Unfortunately, a patient's non-compliance or failure to take medication as prescribed, has been linked to inadequate treatment of pain. This is not surprising, since many pain treatment regimens involve administering pain medications by injection route (e.g., intravenous (IV), intramuscular (IM) or subcutaneous injection). The intravenous route is normally regarded as one of the most in-convenient routes to administer pain medication to achieve rapid pain relief. Intravenous administration may cause non-compliance, because not only do patients fear getting the injection, but unpleasant experiences such as pain, irritation and infection resulting at the injection site may also lead to non-compliance.
The intranasal route is currently receiving special interest, especially in the area of pain management. When medication is administered via the intranasal route, the medication is applied to the nasal mucosa where it is absorbed. The extensive network of blood capillaries under the nasal mucosa is particularly suited to provide rapid and effective systemic absorption of drugs. The intranasal route of administration should achieve similar dose to plasma concentration (bioavailability) and efficacy to that of the intravenous route.
Intranasal administration of medication provides numerous advantages over the intravenous route. The principal advantages of intranasal route are non-invasive delivery, rapid drug absorption, and convenience. The intravenous route, unlike the intranasal route, requires sterilization of hypodermic syringes and, in the institutional setting, leads to concerns among medical personnel about the risk of contracting disease if they are accidentally stuck by a contaminated needle. Strict requirements for the safe disposal of needles and syringes have also been imposed.
In contrast, intranasal administration requires little time on the part of the patient and attending medical personnel, and is far less burdensome on the institution than injectable routes. There is no significant risk of infection of the patient or medical personnel in the institutional setting when dealing with the intranasal delivery of medication.
A second important advantage of intranasal administration over intravenous is patient acceptance of the intranasal delivery route. In some cases, the injections cause burning edema, swelling, turgidity, hardness and soreness. In contrast, intranasal administration is perceived as non-invasive, is not accompanied by pain, has no after-effects and produces prompt relief in the patient exhibiting pain symptoms. This is of particular advantage when the patient is a child. Many, if not most, patients experience anxiety and exhibit symptoms of stress when faced with hypodermic injections via the IM or IV routes. Further, most people have some familiarity with nasal sprays in the form of over-the-counter decongestants for alleviating the symptoms of colds and allergies that they or a family member have used routinely. Another important consideration is that the patient can self-administer the prescribed dosage(s) of nasal spray without the need for trained medical personnel.

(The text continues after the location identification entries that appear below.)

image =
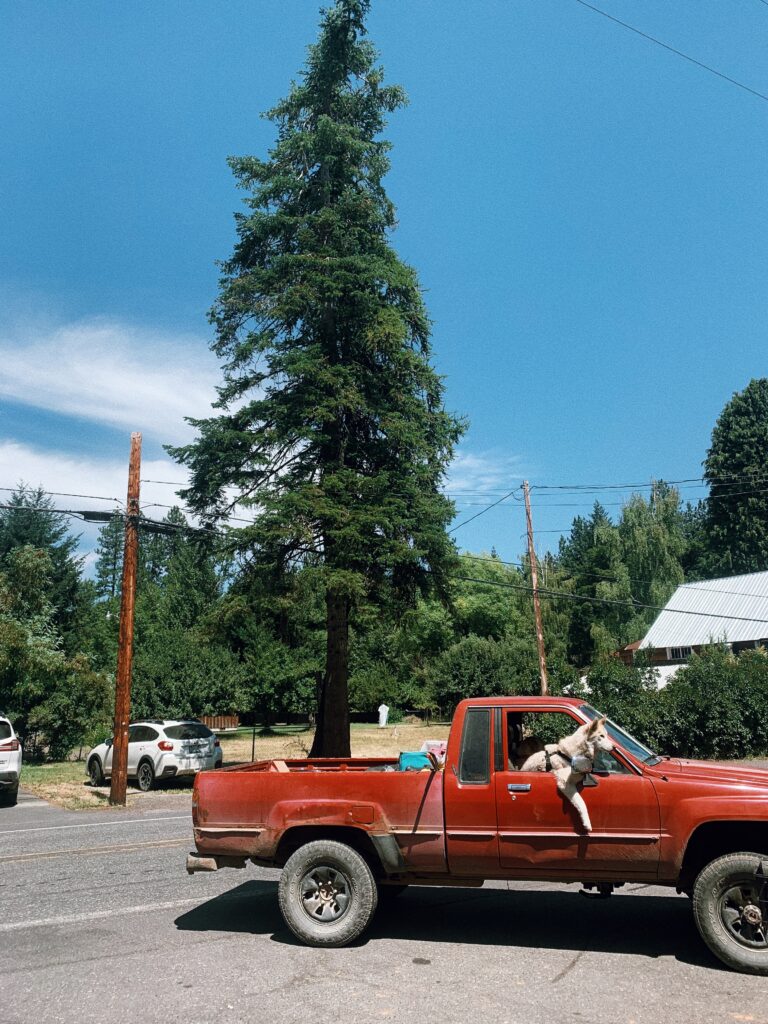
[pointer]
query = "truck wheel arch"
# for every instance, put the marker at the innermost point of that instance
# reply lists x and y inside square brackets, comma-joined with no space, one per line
[359,840]
[715,839]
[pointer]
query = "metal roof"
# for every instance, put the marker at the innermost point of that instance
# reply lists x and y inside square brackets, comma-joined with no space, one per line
[690,617]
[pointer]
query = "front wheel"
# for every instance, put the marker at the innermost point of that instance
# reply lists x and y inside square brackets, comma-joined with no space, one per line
[145,776]
[730,907]
[327,894]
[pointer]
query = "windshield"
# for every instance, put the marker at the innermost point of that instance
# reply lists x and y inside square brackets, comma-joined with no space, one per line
[636,749]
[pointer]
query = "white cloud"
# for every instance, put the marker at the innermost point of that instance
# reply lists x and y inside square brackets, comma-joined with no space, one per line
[111,373]
[90,483]
[483,473]
[85,482]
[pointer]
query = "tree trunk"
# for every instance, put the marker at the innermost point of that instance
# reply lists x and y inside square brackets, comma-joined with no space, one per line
[332,733]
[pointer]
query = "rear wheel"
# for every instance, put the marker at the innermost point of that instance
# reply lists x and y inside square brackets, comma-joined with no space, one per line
[145,776]
[327,894]
[730,907]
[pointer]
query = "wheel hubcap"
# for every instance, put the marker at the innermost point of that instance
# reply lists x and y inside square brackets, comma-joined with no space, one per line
[325,893]
[740,912]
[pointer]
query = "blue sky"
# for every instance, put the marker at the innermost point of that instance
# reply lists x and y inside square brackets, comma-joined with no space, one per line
[587,212]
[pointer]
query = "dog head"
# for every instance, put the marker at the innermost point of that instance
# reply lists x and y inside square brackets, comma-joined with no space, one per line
[597,735]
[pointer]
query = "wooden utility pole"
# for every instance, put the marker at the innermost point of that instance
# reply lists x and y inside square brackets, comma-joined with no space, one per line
[125,645]
[535,584]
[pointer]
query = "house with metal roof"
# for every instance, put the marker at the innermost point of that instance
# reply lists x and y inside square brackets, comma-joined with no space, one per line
[732,610]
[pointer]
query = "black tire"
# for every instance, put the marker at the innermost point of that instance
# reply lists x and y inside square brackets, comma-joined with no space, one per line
[727,911]
[327,894]
[95,773]
[145,776]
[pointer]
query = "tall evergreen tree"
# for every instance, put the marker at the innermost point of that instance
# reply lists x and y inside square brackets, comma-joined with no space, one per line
[735,470]
[333,426]
[31,519]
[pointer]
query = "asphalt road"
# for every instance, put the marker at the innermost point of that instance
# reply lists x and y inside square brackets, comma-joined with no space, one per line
[99,922]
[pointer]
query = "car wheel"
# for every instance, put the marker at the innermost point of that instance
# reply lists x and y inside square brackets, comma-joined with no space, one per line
[730,897]
[145,776]
[327,894]
[95,773]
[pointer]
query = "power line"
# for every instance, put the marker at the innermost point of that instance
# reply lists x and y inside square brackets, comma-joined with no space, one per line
[483,511]
[607,600]
[65,494]
[666,46]
[692,585]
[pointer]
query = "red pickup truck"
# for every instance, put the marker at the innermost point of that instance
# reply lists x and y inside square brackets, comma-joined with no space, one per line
[348,833]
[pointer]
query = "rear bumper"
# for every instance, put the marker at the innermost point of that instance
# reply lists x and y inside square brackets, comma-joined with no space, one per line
[197,862]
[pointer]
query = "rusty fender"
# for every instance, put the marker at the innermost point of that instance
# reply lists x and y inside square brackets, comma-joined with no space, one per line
[260,842]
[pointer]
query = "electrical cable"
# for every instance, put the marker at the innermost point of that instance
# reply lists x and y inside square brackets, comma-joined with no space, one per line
[692,585]
[483,511]
[606,600]
[672,49]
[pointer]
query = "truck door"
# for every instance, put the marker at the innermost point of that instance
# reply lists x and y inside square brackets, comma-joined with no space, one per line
[470,800]
[539,829]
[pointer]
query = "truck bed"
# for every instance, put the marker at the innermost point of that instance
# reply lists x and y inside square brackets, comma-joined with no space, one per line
[259,805]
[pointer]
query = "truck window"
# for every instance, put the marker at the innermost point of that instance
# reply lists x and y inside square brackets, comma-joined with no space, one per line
[474,763]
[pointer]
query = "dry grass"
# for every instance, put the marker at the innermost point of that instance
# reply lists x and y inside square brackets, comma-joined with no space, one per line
[65,782]
[368,741]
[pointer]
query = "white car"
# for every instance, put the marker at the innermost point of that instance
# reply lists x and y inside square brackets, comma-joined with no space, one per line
[10,762]
[160,749]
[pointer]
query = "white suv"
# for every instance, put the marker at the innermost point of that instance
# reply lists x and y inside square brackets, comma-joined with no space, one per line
[10,762]
[160,749]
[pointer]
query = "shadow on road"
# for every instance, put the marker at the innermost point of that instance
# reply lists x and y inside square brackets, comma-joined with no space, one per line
[641,926]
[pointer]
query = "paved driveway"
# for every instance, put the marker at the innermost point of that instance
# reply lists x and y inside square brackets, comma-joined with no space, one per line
[99,922]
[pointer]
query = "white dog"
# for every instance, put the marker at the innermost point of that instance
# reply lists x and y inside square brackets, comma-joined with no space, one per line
[571,759]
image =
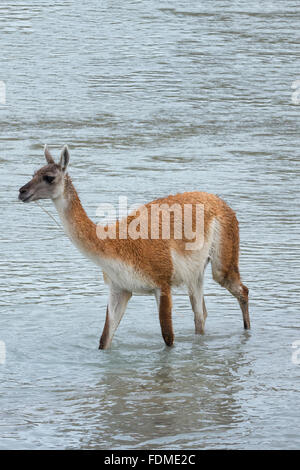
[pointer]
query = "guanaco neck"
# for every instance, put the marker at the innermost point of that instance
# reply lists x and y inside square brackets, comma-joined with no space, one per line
[77,225]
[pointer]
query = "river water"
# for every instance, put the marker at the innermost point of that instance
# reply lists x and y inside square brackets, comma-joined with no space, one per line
[152,97]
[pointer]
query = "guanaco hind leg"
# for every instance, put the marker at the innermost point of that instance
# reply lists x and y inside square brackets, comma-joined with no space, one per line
[198,306]
[164,302]
[118,300]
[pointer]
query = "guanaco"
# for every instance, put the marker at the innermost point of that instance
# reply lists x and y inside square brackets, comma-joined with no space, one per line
[144,264]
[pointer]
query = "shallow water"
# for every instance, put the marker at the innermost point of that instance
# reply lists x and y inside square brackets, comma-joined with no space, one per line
[153,98]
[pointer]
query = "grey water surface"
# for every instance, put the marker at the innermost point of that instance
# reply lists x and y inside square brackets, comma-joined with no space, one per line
[152,97]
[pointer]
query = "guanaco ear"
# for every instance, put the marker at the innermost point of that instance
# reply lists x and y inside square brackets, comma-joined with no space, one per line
[64,158]
[48,155]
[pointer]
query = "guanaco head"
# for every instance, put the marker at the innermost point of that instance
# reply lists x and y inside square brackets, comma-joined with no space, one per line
[48,181]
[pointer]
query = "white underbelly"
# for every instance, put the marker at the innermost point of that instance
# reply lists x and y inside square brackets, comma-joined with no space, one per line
[126,277]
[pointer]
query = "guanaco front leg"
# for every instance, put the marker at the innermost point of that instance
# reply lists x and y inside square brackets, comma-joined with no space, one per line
[118,300]
[164,301]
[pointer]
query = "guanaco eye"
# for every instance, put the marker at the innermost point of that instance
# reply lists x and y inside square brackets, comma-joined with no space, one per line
[49,179]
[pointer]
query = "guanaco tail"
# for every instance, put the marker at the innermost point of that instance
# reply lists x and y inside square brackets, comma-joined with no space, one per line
[148,264]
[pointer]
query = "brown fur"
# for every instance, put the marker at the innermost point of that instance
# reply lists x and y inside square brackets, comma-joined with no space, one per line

Among the many medications available to treat pain, opioids (e.g., morphine, methadone, hydromorphone, butorphanol, etc.) play one of the most important roles. The major advantage of the opioids is that they have an extensive history of use and are much more effective in treating severe pain than other classes of medications e.g. aspirin, acetaminophen, ibuprofen, etc. Another major advantage is that opioids exhibit few adverse effects on organs such as the stomach, liver, or kidney, other than very minor problems such as nausea or constipation. This is a major benefit over other medications such as aspirin or anti-inflammatory drugs that may cause ulcers, kidney problems, high blood pressure, or liver inflammation. In addition to relieving pain, opioids have other beneficial effects, such as, for example, peripheral arterial vasodilation, when treating heart attacks, provides the benefit of reducing oxygen demand on the heart.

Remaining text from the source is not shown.